Green’s Dictionary of Slang

grift v.

[grift n.]

1. to steal.

[US]St Paul Globe (MN) 3 June 5/6: Dutch Charlie [...] got on his uppers an’ grifted a benny an’ was sent to the ‘hand house’.
[US]D. Dressler Parole Chief 83: Among shoplifters there is a saying, ‘Don’t grift on the way out.’.
[UK]J. Morton Lowspeak.

2. to work as a confidence trickster or petty thief; thus grifting n., confidence trickery, swindling.
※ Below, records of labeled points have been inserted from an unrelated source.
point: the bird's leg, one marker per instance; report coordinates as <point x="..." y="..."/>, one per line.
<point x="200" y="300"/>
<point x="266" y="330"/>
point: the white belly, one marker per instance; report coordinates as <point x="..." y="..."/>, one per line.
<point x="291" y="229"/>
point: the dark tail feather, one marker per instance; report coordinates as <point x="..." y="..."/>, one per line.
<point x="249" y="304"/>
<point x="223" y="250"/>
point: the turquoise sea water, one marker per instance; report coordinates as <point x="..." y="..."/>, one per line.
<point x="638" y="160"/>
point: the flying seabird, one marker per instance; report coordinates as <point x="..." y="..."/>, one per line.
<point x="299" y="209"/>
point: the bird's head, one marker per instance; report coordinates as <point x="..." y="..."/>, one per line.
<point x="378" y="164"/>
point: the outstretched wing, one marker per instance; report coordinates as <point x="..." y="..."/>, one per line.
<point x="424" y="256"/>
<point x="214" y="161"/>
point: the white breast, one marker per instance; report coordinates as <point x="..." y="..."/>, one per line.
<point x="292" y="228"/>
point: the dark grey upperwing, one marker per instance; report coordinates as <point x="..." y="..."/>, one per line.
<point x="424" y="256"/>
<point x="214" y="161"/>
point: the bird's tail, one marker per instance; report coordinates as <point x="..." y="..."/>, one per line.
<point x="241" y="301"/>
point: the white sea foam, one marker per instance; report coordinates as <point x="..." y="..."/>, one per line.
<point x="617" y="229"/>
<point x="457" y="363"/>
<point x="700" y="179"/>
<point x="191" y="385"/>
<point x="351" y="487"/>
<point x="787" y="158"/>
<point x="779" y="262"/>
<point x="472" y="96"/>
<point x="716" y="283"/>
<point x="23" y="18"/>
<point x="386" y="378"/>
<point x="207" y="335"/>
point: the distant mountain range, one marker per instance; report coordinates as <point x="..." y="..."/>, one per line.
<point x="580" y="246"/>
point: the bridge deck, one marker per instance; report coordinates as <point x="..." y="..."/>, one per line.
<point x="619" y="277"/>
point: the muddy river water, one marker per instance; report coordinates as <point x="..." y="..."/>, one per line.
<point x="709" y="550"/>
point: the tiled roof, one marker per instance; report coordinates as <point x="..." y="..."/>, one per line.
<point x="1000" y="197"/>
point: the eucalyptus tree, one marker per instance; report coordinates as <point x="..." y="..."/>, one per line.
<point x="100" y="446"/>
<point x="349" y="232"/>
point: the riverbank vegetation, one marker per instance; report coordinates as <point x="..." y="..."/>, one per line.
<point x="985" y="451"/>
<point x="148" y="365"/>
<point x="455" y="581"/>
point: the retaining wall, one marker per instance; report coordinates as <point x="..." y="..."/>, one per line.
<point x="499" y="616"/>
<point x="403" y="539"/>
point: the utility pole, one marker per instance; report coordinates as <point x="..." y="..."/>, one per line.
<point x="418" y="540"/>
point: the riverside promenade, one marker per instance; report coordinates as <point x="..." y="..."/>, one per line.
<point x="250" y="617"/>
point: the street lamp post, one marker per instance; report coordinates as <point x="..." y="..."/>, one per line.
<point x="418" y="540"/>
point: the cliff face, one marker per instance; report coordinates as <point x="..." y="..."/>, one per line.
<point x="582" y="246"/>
[US]G. Bronson-Howard God’s Man 263: Grifting ain’t what it used to be.
[US]J. Callahan Man’s Grim Justice 36: She was determined to ‘grift’ with me. [...] ‘No grifting in this house [...] the house must be kept clean.’.
[US]C. Himes ‘Prison Mass’ in Coll. Stories (1990) 163: Or perhaps he would try ‘grifting’ again.
[US](con. 1905–25) E.H. Sutherland Professional Thief (1956) 27: Many mobs are organized merely to grift a convention for a few days or a resort for a season.
[US]Monteleone Criminal Sl. (rev. edn).
[US]C. Hamilton Men of the Und. 322: Grift, To steal.
[US]L. Block ‘Badger Game’ in One Night Stands (2008) 23: Working the short con in railway stations, grifting hard for ten bucks here and twenty bucks there.
[US](con. 1940s) E. Thompson Tattoo (1977) 59: Jack had sold a hundred and twenty-three bags with over two bucks grifted for himself.
[US]L.A. Times 8 Mar. n.p.: Sam is not like the sleazy dunnigans who work toilets, or the dips who grift with squealers.
[US]J. Ridley Love Is a Racket 80: I worked, conned, grifted. However you want to call it.

3. to trick, to hoax.

[US]‘Boxcar Bertha’ Sister of the Road (1975) 103: The conversation quickly switched to the next spot they would grift.
[US]S. Fuller Pickup On South Street [film script] That muffin you grifted — she’s ok. Stuck her chin way out for you.
A.L. Colón ‘Dinner Rush’ in ThugLit Mar. [ebook] ‘Very powerful people that don't like getting grifted’.

4. (US campus) to scrounge off other people.

[US]College Sl. Research Project (Cal. State Poly. Uni., Pomona) 🌐 Grift (verb) To freeload.
[US]J. Stahl I, Fatty 47: I wanted to impress him – not give him a reason to grift me.